Wer immer schon einmal ein Spiel ausprobieren wollte, das in China nicht ohne Beschränkungen genutzt werden kann, der sollte aktuell Nintendos "Animal Crossing: New Horizons" testen. Was das Spiel so gefährlich macht, dass man den Zugang beschränken muss? Ganz einfach: Es ermöglicht Austausch und Protestkundgebungen.

Animal Crossing aus dem Hause Nintendo ermöglicht es den Spielern, ihre eigenen, kunterbunten Inseln zu bevölkern und zu gestalten. Man trifft sich auf einen kleinen Plausch und designt seine Insel. Und genau diese Gestaltungsmöglichkeiten bieten kreativen Köpfen die Chance, auch Protest auszudrücken.

"BLM" und Hongkong

Klare Ansagen und . . . - © Twitter
Klare Ansagen und . . . - © Twitter

In China wird das Spiel offiziell nur mit Server-Beschränkungen verkauft.
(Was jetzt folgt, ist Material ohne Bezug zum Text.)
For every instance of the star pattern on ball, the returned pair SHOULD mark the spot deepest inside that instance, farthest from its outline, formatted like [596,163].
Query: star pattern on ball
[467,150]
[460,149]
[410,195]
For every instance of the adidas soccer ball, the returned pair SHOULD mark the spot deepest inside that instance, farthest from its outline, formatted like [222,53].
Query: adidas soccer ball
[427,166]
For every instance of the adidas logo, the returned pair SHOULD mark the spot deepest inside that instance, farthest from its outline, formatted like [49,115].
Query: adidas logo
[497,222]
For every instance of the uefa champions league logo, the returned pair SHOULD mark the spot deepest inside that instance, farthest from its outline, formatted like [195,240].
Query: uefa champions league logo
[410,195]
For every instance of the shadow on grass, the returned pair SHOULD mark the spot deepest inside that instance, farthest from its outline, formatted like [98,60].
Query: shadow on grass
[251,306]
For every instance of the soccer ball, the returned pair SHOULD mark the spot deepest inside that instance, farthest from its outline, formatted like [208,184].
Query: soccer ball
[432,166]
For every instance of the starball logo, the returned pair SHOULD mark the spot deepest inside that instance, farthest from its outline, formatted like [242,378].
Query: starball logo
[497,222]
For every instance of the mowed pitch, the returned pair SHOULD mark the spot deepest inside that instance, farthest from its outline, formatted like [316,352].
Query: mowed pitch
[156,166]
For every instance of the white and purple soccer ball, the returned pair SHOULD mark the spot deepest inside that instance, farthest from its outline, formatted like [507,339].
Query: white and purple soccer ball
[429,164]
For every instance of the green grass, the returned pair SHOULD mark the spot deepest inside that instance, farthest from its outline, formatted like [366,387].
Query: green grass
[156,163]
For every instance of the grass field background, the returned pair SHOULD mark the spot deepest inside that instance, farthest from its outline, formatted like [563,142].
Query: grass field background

Dies bedeutet, dass chinesische Spieler nicht mit internationalen Mitspielern in Kontakt treten oder deren Inseln besuchen können. Diese Einschränkungen wurden eingeführt, nachdem der Demokratieaktivist Joshua Wong aus Hongkong damit gegen die Herrschaft Pekings protestiert hat. Wong veröffentlichte auf Twitter einen Screenshot seiner Insel, die mit einem Banner verziert war, auf dem stand: "Free Hong Kong, Revolution now". "Wir versuchen unser Bestes, um eine Insel zu einem Protestort zu machen", sagte Wong damals.

. . . auffällige Plakate. - © Twitter
. . . auffällige Plakate. - © Twitter

Doch nicht nur die Demokratiebewegung setzt Zeichen in dem Spiel - große Solidarität und zahlreiche Aktionen unterstützen derzeit die Anliegen der "Black Lives Matter"-Proteste. Die Spielfiguren werden mit speziell entworfenen Kleidungsstücken ausgestattet und die Inseln bekommen auffällig Werbetafeln und laden so zum gemeinsamen Austausch und diskutieren ein.

Solidarität mit Hongkong. - © Twitter/Joshua Wong
Solidarität mit Hongkong. - © Twitter/Joshua Wong

Wie fragil dieser Aktivismus und die Form des virtuellen Protests ist, zeigen nicht nur die Zugangsbeschränkungen in China. Einige Nutzer berichten, dass es auch schon Gegenbewegungen gibt: so wird der Regierung in Pekings ebenso gehuldigt wie erste "White Power"-Inseln entstehen. Virtuelle Krawalle sind zwar eher nicht zu erwarten, aber es wird interessant zu beobachten sein, wie sich die Aktionen in den kommenden Wochen weiterentwickeln. Auch und gerade wenn der politische Druck auf Nintendo erhöht werden sollte.

Die Computerspielbranche hat sich quer über den Globus dezidiert hinter die Anliegen der "Black Lives Matter"-Bewegung gestellt, hat selbst aber genug mit Rassismus und Sexismus-Vorwürfen zu kämpfen. Weder Minderheiten, noch Frauen sind in Spielen allzu häufig als Hauptcharaktere anzutreffen, oftmals wird mit Klischees oder sexistischen Stereotypen gespielt. Aber angesichts wachsender Kritik und der aktuellen Diskussionen sollte es auch in dieser Branche zu einem Umdenken kommen können.